Local reads are fast enough, but the additional interceptors and stage callbacks in (transactional) replicated mode seem to impact with the async interceptor stack a lot more than the classic one.
One thing that's different with the new interceptors is that invokeNext() doesn't call command.acceptVisitor(nextInterceptor) directly. Instead it calls nextInterceptor.visitCommand(), and the interceptor decides whether to use double-dispatch (by extending DDAsyncInterceptor) or another strategy.

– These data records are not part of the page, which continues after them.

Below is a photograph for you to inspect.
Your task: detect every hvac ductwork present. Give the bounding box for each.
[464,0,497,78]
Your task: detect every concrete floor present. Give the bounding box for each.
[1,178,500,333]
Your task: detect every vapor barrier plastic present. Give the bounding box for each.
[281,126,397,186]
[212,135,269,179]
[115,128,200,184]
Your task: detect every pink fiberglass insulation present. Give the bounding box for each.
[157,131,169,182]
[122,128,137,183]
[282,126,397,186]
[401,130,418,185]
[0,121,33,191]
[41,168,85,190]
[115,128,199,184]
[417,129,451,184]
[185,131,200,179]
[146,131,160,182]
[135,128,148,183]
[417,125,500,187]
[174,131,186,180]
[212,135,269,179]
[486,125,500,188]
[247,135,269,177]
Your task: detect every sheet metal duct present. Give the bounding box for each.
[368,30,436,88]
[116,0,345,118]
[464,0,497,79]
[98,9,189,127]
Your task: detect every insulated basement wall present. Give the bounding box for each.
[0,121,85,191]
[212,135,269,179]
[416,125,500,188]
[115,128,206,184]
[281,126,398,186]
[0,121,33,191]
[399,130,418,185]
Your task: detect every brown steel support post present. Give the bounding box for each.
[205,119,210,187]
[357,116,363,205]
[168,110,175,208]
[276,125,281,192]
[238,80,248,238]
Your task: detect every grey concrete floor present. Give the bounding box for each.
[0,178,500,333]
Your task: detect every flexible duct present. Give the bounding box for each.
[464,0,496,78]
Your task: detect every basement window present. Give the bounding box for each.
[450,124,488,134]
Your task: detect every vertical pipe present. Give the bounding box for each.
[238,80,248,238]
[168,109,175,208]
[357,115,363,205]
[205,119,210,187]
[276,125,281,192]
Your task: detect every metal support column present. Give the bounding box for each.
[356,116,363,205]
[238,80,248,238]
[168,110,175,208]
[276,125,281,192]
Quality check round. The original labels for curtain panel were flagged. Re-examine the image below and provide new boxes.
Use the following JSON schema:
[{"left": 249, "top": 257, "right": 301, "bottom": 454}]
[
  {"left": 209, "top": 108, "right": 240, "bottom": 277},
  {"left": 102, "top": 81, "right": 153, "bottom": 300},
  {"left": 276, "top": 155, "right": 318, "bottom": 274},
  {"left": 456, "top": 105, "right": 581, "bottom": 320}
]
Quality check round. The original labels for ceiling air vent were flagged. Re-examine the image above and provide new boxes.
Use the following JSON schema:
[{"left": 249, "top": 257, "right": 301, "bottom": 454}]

In theory this allows us to use simpler interceptors, e.g. having just the methods visitReadCommand(), visitWriteCommand(), and visitTxCommand(). CallInterceptor already calls command.perform() for each command. For now, however, most interceptors extend DDAsyncInterceptor, and tx replicated reads are slower than in 9.0.0.Alpha0.
With transactions, the VisitableCommand.acceptVisitor( call site in DDAsyncInterceptor.visitCommand is megamorphic (since the initial preload uses put, prepare, and commit). Adding a special check in invokeNext() to invoke command.acceptVisitor(nextInterceptor) didn't help, but adding a special check for GetKeyValueCommand made a big difference on my machine:
|9.0.0.Alpha0 (CommandInterceptor)||4937351.255 ±(99.9%) 61665.164 ops/s|
|9.0.0.Beta1 (AsyncInterceptor)||4387466.151 ±(99.9%) 78665.887 ops/s|
||4247769.260 ±(99.9%) 133767.371 ops/s|
|master||4710798.986 ±(99.9%) 166062.177 ops/s|
|master with GKVC special case||5749357.895 ±(99.9%) 87338.878 ops/s|